Ici, la distance entre la tête des aubes de soufflante et le carter de soufflante est mesurée à froid, lorsque le turboréacteur est à l'arrêt.
Certaines caractéristiques préférées mais non limitatives du turboréacteur décrit ci-dessus sont les suivantes, prises individuellement ou en combinaison :
- il présente un taux de dilution compris entre 12 et 18,
- la distance entre la tête des aubes de soufflante et le carter de soufflante est inférieure ou égale à six millimètres, de préférence égale comprise entre cinq et six millimètres,
- une épaisseur du carter de soufflante est inférieure ou égale à quinze millimètre, de préférence inférieure ou égale à douze millimètres, par exemple inférieure ou égale à dix millimètres,
- un diamètre externe de la soufflante est compris entre quatre-vingt pouces (203.2 centimètres) et cent pouces (254.0 centimètres), de préférence entre quatre-vingt pouces (203.2 centimètres) et quatre-vingt-dix pouces (228.6 centimètres). Optionnellement, le diamètre de la soufflante est compris entre quatre-vingt pouces (203.2 centimètres) et quatre-vingt-dix pouces (228.6 centimètres) et une épaisseur du carter de soufflante est
comprise entre neuf millimètres et douze millimètres, par exemple égale à dix millimètres,
- une différence d'épaisseur du carter de soufflante, entre une extrémité amont et une extrémité aval dudit carter de soufflante, est inférieure ou égale à dix millimètres,
- le carter de soufflante est réalisé dans un matériau composite comprenant un renfort fibreux densifié par une matrice, ledit renfort fibreux comprenant des fibres choisies dans le groupe suivant : carbone, verre, aramide, carbure de silice et/ou céramique, et/ou ladite matrice comprenant un polymère choisi dans le groupe suivant : époxyde, bismaléimide et/ou polyimide,
- le carter de soufflante présente une épaisseur comprise entre huit et vingt millimètres, de préférence entre dix et dix-huit millimètres, par exemple entre douze millimètres et quinze millimètres,
- le mécanisme de réduction est épicycloïdal ou planétaire et présente un rapport de réduction compris entre 2.5 et 5, et/ou
- le turboréacteur comprend en outre un bec de séparation s'étendant en aval de la soufflante et configuré pour séparer l'espace d'écoulement primaire et l'espace d'écoulement secondaire, ledit turboréacteur étant dépourvu de découpleur entre la soufflante et ledit bec de séparation.

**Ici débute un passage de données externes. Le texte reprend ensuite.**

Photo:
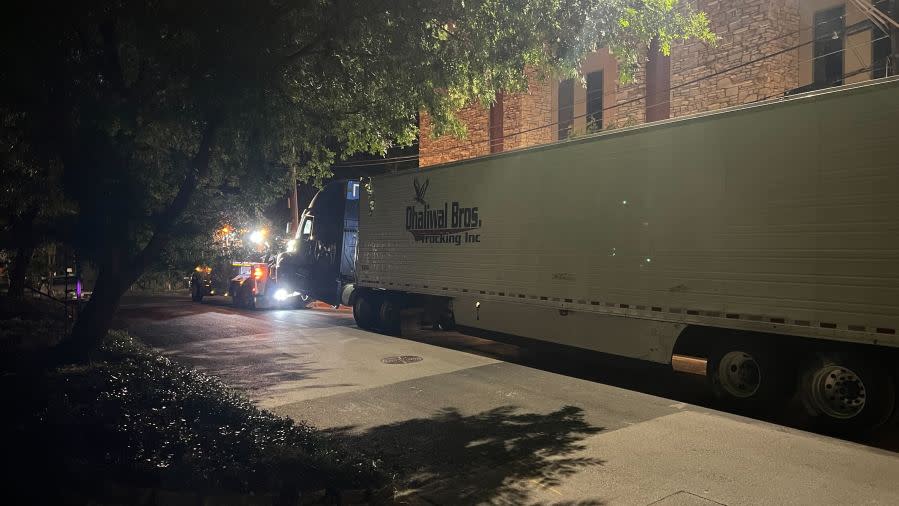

BREVE DESCRIPTION DES DESSINS
D'autres caractéristiques, buts et avantages de la présente invention apparaîtront mieux à la lecture de la description détaillée qui va suivre, et au regard des dessins annexés donnés à titre d'exemples non limitatifs et sur lesquels :
La figure 1 illustre le chargement (en Newton N) appliqué par le disque de la soufflante d'un turboréacteur conforme à l'art antérieur sur le palier avant de la soufflante 2 avant la rupture du découpleur en fonction du régime de l'arbre basse pression 6a (en tours par minute (tr/min)),
La figure 2a est une vue partielle schématique de l'avant d'un premier exemple de turboréacteur conforme à l'art antérieur, sur laquelle sont visibles
notamment une soufflante, un découpleur et des parties structurales du turboréacteur,
La figure 2b est une vue partielle schématique de l'avant d'un deuxième exemple de turboréacteur conforme à l'art antérieur, le turboréacteur étant dépourvu de découpleur,
La figure 3 illustre le chargement (en Newton N) appliqué par le disque de la soufflante d'un turboréacteur conforme à un mode de réalisation de l'invention sur le palier avant de la soufflante en fonction du régime de l'arbre basse pression (en tours par minute (tr/min)),
La figure 4 est une vue partielle schématique de l'avant d'un exemple de réalisation d'un turboréacteur conforme à l'invention, sur laquelle sont visibles notamment une soufflante et des parties structurales du turboréacteur, et
La figure 5 est une vue en coupe partielle d'un exemple de réalisation d'un turboréacteur conforme à l'invention.
DESCRIPTION DETAILLEE D'UN MODE DE REALISATION
Dans ce qui suit, un turboréacteur 1 va à présent être décrit en référence aux figures 3 à 5 annexées.
Le turboréacteur 1 comprend, de manière conventionnelle, une soufflante 2 logée dans un carter 24 de soufflante, un espace annulaire d'écoulement primaire et un espace annulaire d'écoulement secondaire.
L'espace d'écoulement primaire traverse un corps primaire. Le corps primaire ayant été décrit plus haut, il ne sera pas davantage détaillé ici.
La soufflante 2 comprend un disque 20 de soufflante pourvu d'aubes 22 de soufflante à sa périphérie qui, lorsqu'elles sont mises en rotation, entraînent le flux d'air dans les espaces d'écoulement primaire et secondaire du turboréacteur 1 . Le disque 20 de soufflante est entraîné par l'arbre basse pression 6a, qui est centré sur l'axe X du turboréacteur 1 par une série de paliers et est entraîné en rotation par la turbine basse pression 6.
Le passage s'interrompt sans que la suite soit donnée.